In 1999, the year over year gain in average weekly earnings was strongest in September, 1.4%, and December, 1.3%. In the first two months of 2000, average weekly earnings grew by an estimated 2.2% in January and 2.8% in February. Increases in both hours and wage rates contributed to the earnings growth. The strongest employment gains were in Ontario and Alberta.
The European Central Bank has hiked rates 25 basis points as expected. Yet the Euro continues to slide. In Europe stocks were mixed ahead of the U.S. data. London’s FTSE has gained 21 points to 6277. France’s CAC 40 is down 37 points to 6353. The German DAX dropped 27 points to 7362.

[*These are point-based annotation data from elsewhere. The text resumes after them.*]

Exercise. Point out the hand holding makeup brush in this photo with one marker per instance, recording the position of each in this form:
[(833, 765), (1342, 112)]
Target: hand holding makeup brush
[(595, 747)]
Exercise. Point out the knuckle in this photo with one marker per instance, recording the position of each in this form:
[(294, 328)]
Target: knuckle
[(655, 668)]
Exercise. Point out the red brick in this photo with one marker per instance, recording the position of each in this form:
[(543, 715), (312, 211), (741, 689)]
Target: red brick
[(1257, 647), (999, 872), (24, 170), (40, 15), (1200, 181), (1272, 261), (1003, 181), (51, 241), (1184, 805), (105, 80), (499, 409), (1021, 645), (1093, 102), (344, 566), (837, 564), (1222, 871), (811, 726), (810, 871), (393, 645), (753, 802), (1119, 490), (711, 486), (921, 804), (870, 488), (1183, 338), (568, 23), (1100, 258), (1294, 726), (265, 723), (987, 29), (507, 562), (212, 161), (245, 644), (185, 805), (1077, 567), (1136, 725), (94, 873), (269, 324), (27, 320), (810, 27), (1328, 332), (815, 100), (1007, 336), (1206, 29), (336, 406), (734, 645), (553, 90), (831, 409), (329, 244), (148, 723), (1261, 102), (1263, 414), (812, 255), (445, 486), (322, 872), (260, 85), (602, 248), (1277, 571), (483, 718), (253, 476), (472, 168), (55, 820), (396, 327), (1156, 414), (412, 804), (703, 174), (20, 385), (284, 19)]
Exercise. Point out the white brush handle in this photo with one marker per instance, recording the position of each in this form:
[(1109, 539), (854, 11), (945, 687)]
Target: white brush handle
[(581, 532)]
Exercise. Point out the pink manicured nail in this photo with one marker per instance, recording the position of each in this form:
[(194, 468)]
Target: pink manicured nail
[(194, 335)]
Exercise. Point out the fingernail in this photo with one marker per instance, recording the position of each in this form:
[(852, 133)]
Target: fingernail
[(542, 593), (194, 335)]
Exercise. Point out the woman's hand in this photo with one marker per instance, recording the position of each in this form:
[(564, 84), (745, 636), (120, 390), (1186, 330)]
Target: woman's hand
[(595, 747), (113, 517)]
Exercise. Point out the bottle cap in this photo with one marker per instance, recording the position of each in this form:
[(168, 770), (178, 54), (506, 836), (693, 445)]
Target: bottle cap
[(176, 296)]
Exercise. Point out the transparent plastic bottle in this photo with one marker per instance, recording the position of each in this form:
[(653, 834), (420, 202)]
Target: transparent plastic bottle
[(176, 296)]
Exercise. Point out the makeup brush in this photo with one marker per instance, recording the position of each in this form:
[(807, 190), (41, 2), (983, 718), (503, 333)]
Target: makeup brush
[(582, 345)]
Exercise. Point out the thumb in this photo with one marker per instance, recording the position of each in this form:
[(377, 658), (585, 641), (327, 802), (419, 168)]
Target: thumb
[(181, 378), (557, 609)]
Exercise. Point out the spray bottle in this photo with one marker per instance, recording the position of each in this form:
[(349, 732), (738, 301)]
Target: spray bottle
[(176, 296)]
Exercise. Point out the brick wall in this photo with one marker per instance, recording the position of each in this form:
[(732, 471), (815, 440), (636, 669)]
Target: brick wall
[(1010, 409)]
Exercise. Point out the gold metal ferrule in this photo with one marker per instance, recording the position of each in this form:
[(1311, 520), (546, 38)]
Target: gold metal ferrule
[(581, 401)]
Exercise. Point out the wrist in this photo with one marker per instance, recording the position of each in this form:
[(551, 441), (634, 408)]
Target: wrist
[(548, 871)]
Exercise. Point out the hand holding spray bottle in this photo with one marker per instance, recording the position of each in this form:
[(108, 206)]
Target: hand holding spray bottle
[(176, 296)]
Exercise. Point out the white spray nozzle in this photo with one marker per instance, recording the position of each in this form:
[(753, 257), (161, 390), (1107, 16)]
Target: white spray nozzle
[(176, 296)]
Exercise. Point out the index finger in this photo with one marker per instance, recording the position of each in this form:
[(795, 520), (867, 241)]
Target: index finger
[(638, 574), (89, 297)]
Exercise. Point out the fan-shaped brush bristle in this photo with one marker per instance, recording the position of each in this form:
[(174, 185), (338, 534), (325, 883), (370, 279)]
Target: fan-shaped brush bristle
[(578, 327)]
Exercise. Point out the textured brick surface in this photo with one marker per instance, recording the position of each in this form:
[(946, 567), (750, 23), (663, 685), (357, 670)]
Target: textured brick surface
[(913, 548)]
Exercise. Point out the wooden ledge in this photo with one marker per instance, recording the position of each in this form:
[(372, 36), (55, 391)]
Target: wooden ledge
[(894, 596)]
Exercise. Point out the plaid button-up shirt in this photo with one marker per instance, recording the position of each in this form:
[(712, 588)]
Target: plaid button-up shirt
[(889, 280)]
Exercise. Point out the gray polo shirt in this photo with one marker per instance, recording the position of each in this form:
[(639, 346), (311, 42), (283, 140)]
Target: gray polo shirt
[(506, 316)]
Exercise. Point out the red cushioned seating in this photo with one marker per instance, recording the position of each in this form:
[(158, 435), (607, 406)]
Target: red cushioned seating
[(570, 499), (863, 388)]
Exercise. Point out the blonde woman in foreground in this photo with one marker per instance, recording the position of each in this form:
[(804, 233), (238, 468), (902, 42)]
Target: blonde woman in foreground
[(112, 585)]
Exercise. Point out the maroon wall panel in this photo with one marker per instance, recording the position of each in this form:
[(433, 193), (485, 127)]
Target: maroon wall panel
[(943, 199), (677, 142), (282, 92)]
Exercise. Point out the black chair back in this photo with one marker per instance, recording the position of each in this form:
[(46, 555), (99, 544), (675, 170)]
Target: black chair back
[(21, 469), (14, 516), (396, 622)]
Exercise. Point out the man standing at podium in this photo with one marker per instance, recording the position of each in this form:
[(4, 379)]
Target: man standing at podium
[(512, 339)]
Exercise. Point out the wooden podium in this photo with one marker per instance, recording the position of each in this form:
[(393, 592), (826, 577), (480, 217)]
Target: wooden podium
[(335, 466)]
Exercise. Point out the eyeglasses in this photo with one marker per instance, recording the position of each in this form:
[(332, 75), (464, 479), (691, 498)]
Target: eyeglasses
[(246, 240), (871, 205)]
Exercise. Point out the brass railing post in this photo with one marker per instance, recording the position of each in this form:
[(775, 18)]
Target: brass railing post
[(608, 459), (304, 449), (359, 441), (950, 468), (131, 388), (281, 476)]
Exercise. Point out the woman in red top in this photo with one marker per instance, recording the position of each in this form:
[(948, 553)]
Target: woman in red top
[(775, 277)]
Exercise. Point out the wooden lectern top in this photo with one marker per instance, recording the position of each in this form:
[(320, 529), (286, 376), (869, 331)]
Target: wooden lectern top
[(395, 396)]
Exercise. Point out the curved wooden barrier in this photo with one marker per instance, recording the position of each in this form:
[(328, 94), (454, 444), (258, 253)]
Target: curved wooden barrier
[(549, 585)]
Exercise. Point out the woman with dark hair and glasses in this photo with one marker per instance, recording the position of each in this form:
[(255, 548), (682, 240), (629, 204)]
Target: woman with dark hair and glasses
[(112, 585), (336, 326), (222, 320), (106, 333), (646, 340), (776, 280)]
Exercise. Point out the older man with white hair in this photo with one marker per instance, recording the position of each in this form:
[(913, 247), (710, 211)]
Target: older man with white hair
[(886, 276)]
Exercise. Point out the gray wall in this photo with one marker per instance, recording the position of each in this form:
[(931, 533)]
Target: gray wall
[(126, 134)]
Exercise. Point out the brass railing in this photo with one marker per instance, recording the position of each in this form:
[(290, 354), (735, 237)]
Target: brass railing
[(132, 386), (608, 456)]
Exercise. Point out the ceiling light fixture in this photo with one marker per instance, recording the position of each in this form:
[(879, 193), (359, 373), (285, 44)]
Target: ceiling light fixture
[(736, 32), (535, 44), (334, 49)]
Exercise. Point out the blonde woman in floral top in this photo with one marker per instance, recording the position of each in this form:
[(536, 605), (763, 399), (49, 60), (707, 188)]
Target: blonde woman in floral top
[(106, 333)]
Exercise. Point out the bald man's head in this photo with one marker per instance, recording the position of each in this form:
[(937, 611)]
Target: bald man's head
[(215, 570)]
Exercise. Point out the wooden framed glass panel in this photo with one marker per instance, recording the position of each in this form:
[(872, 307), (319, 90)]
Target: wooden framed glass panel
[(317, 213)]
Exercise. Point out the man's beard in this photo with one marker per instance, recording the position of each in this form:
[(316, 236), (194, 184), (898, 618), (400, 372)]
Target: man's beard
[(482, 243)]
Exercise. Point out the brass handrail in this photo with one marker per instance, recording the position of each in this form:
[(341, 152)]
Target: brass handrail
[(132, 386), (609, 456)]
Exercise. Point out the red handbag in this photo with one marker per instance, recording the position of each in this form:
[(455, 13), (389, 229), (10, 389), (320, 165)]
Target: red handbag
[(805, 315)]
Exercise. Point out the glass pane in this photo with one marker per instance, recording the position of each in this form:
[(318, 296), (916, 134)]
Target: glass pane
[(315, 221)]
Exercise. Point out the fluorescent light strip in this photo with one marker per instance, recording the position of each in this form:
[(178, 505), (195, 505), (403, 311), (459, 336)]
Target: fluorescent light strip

In Asia stocks slipped overnight. Japan’s Nikkei dropped 115 points to 18,019. The Hang Seng was down 34 points to 15,192.
The only merger and acquisition news is that Standard Chartered PLC will buy ANZ Grindlays Bank Ltd. from Australia & New Zealand Banking Group Ltd. for US$1.34 billion.
Call-Net Enterprises Inc. reported a loss of $1.11 a share, down from last year’s 73¢ per share loss. Laidlaw Inc., which twice delayed the release of its second-quarter earnings, has now reported a $4.48 per share loss, compared to net income 5¢ per share in 1999. The huge loss came thanks to $1.6 billion in write-offs.